The nuns that ran the school were really kind, but they seemed scary to me (but you know I'm scared of the wind). Those nuns were strict. We wore uniforms, could not wear nail polish, or so much as a hair scrunchy that wasn't in St. Al's colors. But I loved wearing a uniform. It made getting ready in the morning such a simple process. Now I have to do things like MAKE DECSIONS about my clothing, and that just seems so unnecessary. Plus if you know me, you know that picking out matching clothes has never been my forte.
I remember one particular fall season, asbestos was discovered in our school cafeteria and it needed to be renovated, so all the different grades were eating lunch in different classrooms around the school. Our fourth grade class just happened to be eating our lunches in the computer lab. We had been warned again and again that we were not to even think about touching the computers with our grubby little fingers. So we didn't, but the screen saver on the computers were of three hamsters racing. Each time the hamsters would race, a different hamster would win. We soon started betting on the hamsters racing in a CATHOLIC SCHOOL.
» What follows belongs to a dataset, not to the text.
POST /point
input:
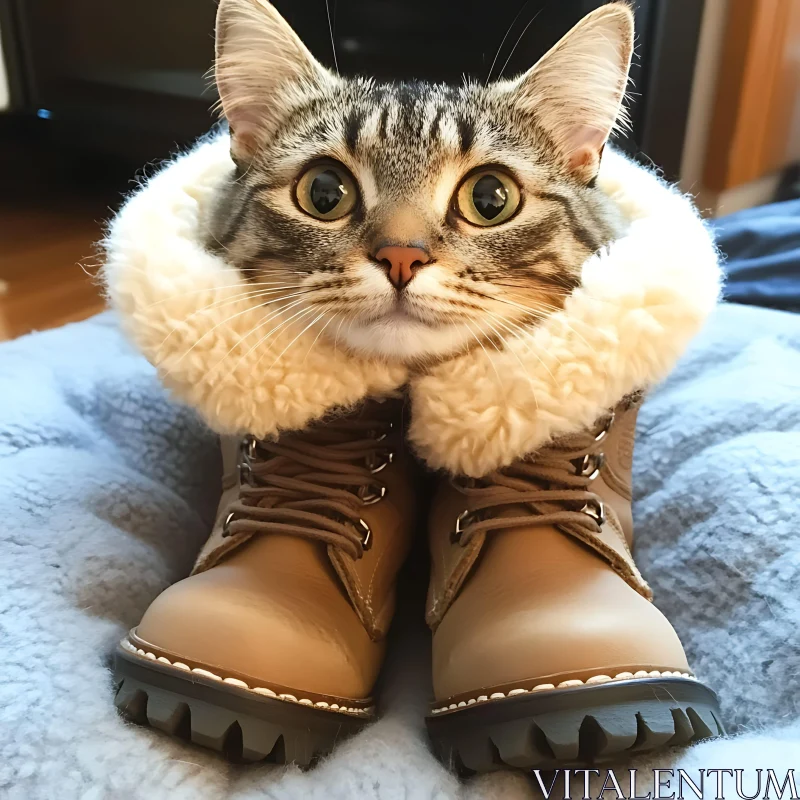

"If Green Wins You Have to Trade Me Your Oreos for my Carrot Sticks!" (See, I was a fat kid even then). " I See Your Pretzels and Raise you Two Chips!" Pretty soon we became addicted, and every day we were taking bets and whooping and hollering for every race. And I guess it was the whooping and hollering that attracted the attention of the nuns. The nuns just don't go in for the whooping and hollering. And the nuns were not so happy when they discovered what we were doing. They told us they were very disappointed in us, didn't we know that gambling was wrong? " And that this was something we needed to talk to the priest about at our next confession." (They used to take us to confession once a week as a class, we didn't have to confess anything, we just had the opportunity).
I think she was probably a little hard on us. I don't think we really even knew what gambling was. What did she want us to do break down an apologize and promise to join gambler's anonymous?!? Plus, does she know what I used to do when people would tell me they were "disappointed" in me? I would go home, open my closet, empty my toys from my toy box, close the closet door, and hide in there for hours (I did this all the time as a child).
You would think all of this would have taught my class some kind of lesson about the evilness of gambling. But I guess THEY were all already addicted and it was just too late. Because the next year they started playing poker at recess. But this time, I stayed in the corner and watched.